One more pedagogical note. Without knowing for certain what input the iPhone is looking for (+/-5 volts? +/-4mA?) or its input impedance (1.6k$\Omega$? 16k$\Omega$?) or even the actual purpose of R2 (does that somehow signal that Sleeve is a microphone instead of a Line In, adding an additional amplifier to the signal chain, for example?) perhaps it makes some sense to do some quick error analysis. What is the effect of changing the different resistors?

$V_{phone}={V R_2 R_3}/{(R_1 R_2+R_1 R_3+R_2 R_3)}$ - signal voltage seen by the phone $i_{phone}={V R_2 }/{(R_1 R_2+R_1 R_3+R_2 R_3)}$ - signal current seen by the phone

...where V=5Volts, the signal voltage generated by the radio. You can use these relationships to identify what happens if things change. This might help you decide which high values for R1 to keep on hand in case things are not quite perfect the first time.
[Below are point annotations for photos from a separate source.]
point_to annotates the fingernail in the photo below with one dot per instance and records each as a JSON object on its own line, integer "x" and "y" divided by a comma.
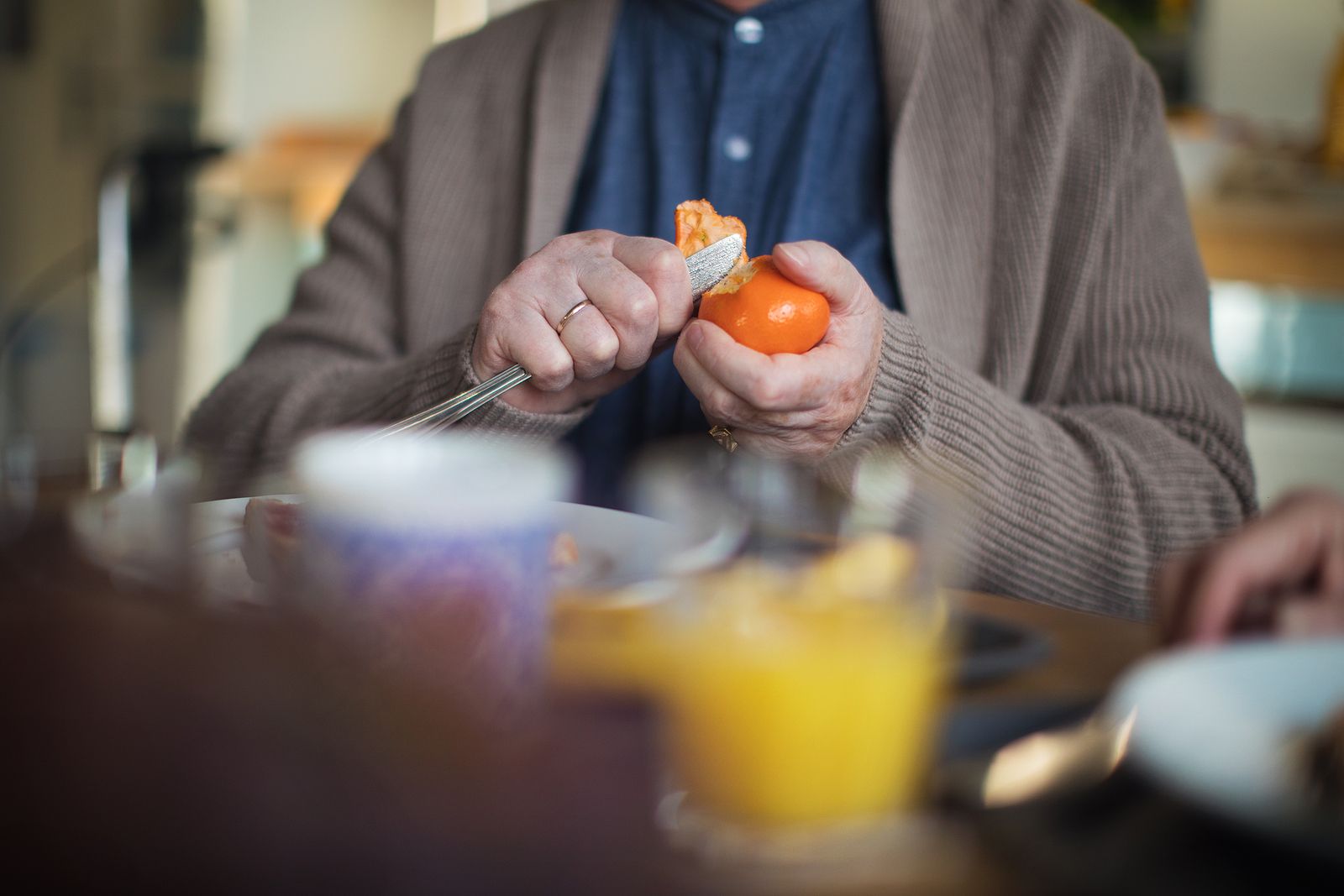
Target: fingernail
{"x": 692, "y": 336}
{"x": 793, "y": 253}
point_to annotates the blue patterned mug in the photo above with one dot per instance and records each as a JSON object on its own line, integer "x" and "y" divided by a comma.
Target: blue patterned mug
{"x": 434, "y": 551}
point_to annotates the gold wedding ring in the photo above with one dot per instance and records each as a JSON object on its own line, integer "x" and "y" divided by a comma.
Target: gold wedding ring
{"x": 723, "y": 436}
{"x": 559, "y": 328}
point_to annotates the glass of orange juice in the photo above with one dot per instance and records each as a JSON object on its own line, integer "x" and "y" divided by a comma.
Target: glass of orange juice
{"x": 803, "y": 684}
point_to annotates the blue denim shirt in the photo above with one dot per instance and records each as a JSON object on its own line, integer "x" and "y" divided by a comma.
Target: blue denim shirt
{"x": 774, "y": 117}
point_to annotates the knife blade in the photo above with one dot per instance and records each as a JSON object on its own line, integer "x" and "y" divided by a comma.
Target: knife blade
{"x": 707, "y": 268}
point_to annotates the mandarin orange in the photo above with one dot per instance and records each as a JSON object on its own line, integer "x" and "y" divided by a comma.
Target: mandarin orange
{"x": 764, "y": 309}
{"x": 698, "y": 226}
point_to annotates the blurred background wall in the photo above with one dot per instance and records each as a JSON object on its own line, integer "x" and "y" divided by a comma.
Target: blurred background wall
{"x": 253, "y": 114}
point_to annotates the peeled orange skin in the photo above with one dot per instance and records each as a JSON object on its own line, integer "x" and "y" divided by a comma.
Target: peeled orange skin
{"x": 698, "y": 226}
{"x": 765, "y": 311}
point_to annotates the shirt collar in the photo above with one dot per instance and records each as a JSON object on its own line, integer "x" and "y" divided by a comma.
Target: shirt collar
{"x": 711, "y": 22}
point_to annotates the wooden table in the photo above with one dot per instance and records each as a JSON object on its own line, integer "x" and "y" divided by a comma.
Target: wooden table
{"x": 1088, "y": 652}
{"x": 586, "y": 782}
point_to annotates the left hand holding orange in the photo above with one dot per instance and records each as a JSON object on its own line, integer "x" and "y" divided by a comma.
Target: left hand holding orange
{"x": 790, "y": 405}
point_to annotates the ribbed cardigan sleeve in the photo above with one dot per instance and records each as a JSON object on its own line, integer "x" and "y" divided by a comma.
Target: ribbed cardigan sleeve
{"x": 1077, "y": 499}
{"x": 338, "y": 356}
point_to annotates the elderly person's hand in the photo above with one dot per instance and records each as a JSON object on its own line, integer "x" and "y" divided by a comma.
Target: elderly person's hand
{"x": 1281, "y": 573}
{"x": 638, "y": 291}
{"x": 793, "y": 406}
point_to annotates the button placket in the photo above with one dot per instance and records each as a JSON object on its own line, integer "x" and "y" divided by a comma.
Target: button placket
{"x": 732, "y": 139}
{"x": 749, "y": 29}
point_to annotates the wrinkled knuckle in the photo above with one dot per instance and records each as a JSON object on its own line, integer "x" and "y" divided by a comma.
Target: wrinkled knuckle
{"x": 667, "y": 264}
{"x": 717, "y": 407}
{"x": 554, "y": 367}
{"x": 494, "y": 316}
{"x": 765, "y": 392}
{"x": 606, "y": 347}
{"x": 643, "y": 308}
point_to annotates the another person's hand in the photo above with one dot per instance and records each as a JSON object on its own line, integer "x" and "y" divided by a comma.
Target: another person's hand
{"x": 1280, "y": 573}
{"x": 795, "y": 406}
{"x": 640, "y": 293}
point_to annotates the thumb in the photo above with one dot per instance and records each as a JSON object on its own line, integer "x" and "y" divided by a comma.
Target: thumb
{"x": 822, "y": 268}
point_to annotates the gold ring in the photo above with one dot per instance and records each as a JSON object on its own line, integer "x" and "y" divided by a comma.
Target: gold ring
{"x": 723, "y": 436}
{"x": 559, "y": 328}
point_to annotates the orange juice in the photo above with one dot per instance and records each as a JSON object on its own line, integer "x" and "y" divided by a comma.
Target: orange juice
{"x": 792, "y": 698}
{"x": 803, "y": 716}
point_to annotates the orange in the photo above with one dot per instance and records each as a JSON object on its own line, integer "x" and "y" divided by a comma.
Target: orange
{"x": 764, "y": 309}
{"x": 698, "y": 226}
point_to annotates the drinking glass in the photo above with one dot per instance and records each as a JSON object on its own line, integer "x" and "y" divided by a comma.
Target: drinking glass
{"x": 801, "y": 685}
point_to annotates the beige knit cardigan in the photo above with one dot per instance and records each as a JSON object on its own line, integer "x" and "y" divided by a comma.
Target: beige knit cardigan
{"x": 1054, "y": 345}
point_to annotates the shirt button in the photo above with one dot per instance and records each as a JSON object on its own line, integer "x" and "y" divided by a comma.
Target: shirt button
{"x": 749, "y": 29}
{"x": 737, "y": 148}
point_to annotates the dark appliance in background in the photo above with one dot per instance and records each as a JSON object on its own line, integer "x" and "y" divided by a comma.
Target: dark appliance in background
{"x": 143, "y": 244}
{"x": 1163, "y": 33}
{"x": 15, "y": 29}
{"x": 124, "y": 78}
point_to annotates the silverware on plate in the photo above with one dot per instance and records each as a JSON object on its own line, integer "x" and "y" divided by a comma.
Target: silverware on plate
{"x": 707, "y": 268}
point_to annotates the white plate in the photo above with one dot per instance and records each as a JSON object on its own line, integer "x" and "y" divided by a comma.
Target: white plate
{"x": 615, "y": 548}
{"x": 1216, "y": 727}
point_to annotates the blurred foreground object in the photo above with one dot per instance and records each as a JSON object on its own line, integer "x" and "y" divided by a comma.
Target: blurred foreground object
{"x": 434, "y": 551}
{"x": 154, "y": 747}
{"x": 1281, "y": 573}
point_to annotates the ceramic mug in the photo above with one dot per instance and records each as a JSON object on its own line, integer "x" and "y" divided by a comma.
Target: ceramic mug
{"x": 434, "y": 551}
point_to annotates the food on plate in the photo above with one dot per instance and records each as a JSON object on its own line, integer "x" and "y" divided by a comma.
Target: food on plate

Last item, I think. The capacitor forms a high pass filter with the voltage divider and the load. The cutoff frequency for a 10 micro-Farad capacitor and an 800$\Omega$ resistance --2x 1.6k$\Omega$ resistors in parallel-- is about 20 Hz. A larger capacitor will decrease that frequency and a smaller one will increase that frequency. Since you are using this for voice recordings, any cutoff below about 200Hz will work well; this corresponds to a 1 micro-F capacitor. For signal processing reasons, there is an incentive to use the smallest capacitor you can get away with but such a discussion is beyond the scope of this answer :-)

(1) Assuming the max voltage put out by the FT-8900 is about 5 volts and the internal impedance of the iPhone is about 1.6k Ohm (apparently Apple changes this with different models).